Aproveitaram o feriadão do carnaval para demolir mais um casarão na Trav. Quintino Bocaiúva, entre José Malcher e João Balby, em Belém do Pará. A arquiteta, urbanista e professora Thaís Sanjad, idealizadora, fundadora e coordenadora do Laboratório de Conservação, Restauração e Reabilitação da Universidade Federal do Pará, passou lá e registrou a perda. O diretor do departamento de Patrimônio Histórico da Fumbel, Jorge Pina, disse que não houve autorização. 

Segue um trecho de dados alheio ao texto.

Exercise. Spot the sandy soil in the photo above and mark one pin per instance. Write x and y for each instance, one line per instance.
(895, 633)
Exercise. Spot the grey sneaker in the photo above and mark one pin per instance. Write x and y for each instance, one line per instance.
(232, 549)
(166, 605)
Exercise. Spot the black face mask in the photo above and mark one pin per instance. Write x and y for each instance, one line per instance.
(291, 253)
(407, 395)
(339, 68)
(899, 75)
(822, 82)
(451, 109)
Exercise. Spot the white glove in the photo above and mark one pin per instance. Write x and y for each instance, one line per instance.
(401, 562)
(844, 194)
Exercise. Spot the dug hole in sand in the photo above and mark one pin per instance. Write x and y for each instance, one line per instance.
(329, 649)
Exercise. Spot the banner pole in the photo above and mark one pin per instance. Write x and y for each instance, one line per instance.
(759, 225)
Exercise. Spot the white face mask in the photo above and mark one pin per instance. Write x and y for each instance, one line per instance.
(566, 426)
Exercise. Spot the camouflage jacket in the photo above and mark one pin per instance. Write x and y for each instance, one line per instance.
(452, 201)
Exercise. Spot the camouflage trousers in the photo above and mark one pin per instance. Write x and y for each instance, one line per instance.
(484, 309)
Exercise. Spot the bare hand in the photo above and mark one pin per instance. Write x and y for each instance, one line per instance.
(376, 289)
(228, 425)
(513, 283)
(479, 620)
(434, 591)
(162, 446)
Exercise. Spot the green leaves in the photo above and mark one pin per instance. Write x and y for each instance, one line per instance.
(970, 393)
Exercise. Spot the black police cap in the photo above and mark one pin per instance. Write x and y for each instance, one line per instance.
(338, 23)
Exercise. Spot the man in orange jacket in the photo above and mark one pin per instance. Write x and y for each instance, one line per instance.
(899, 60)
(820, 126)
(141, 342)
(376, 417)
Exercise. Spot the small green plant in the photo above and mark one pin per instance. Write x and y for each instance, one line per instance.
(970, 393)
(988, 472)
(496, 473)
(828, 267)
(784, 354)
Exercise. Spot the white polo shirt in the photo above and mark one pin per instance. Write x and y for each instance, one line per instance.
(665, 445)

Mestra em Arquitetura e Urbanismo, área Conservação e Restauração, e doutora em Ciências, área Geologia e Geoquímica, com atuação nos temas azulejaria, memória e preservação de monumentos históricos, materiais tradicionais, técnicas retrospectivas, patologias da edificação, mineralogia aplicada, intemperismo tropical e teoria e tecnologia da conservação e da restauração, Thaís Sanjad alerta para a necessidade de preservar os casarões no mesmo perímetro, inclusive um com azulejos portugueses na fachada, que já está em ruínas, como se observa na foto. A especialista frisa que, sem a ação dos órgãos de preservação, não será possível frear a destruição do centro histórico. Toda a trepidação da demolição está ajudando a casa de fachada azulejada a cair mais rápido ainda. E o patrimônio é de toda a sociedade, guarda a memória na forma de uma arquitetura que já não se faz, e que é testemunho da história.